The ability for contractors to use the bill to pick and choose their inspectors, thereby circumventing municipal inspection requirements, was a major concern of the witnesses. Josh Brown, director of communications for the Ohio Municipal League, emphasized the role of local building inspectors.
“Proponents have argued that building departments should compete with each other, effectively creating a free market in law enforcement,” he said. “However, nobody seriously believes that law enforcement officers should compete with each other to enforce the law. Citizens are not consumers of law enforcement.”
There was general consensus among the opponents that the Ohio Board of Building Standards ought to remain the sole authority for inspections in the state, and that permission for contractors to request independent inspections would lead to chaos.
“This rule change would undermine the OBBS existence,” wrote Neal Dorenkott, member of the North Central Ohio Building Officials Association. “This would send the inspection process back in time; it could be an example of the ‘fox guarding the hen house.'”
Several witnesses suggested that some of the issues raised in the bill ought to be dealt with at the level of the OBBS.

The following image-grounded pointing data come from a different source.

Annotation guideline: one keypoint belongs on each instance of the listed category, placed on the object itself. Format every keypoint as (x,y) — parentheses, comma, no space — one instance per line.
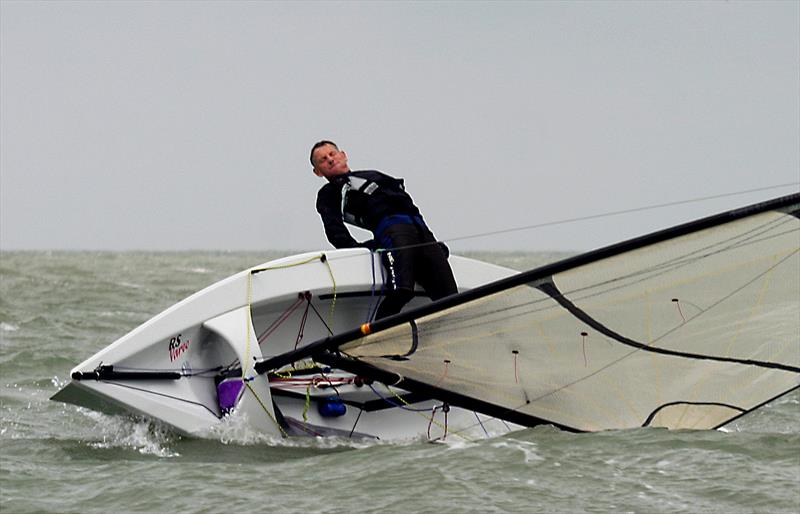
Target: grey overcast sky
(187,125)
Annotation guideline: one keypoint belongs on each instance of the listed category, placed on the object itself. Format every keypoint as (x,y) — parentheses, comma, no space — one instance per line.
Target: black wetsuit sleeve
(329,208)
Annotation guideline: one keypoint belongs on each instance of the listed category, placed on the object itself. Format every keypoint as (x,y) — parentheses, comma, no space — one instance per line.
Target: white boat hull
(260,313)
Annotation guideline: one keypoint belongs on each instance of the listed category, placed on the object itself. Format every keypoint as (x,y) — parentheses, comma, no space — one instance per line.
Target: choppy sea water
(58,308)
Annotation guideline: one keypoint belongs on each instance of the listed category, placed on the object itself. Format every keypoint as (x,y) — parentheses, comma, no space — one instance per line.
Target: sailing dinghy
(686,328)
(193,365)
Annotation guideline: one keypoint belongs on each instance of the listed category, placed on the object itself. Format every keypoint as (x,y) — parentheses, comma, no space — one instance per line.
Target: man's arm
(329,208)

Bryan Parker, president of the Miami Valley Building Council, has been on both sides of the appeals process – as a contractor and an inspector. He said the OBBS listens and is fair, and the board is quite capable of handling complaints from contractors. The issues of timeliness
Jonathan Westendorf, fire chief for the city of Franklin, provided opponent testimony on behalf of the Ohio Fire Chiefs’ Association. He said that there is often a great deal of collaboration between fire safety inspectors and building officials, given that fire officials take up authority once the inspector’s office provides a certificate of occupancy to a successfully inspected building. He argued against the bill on the grounds that building officials and inspectors act as a law enforcement officers with responsibility beyond that of just an inspector. He also shared concerns that a provision in which contractors would pay inspection fees to third-party inspectors would essentially make the construction industry self-regulating.
He expressed concerns that the bill contains no provisions ensuring continued collaboration between the fire safety community and third party inspectors, as well as about the 24-hour deadline provision and possible degradation of safety standards.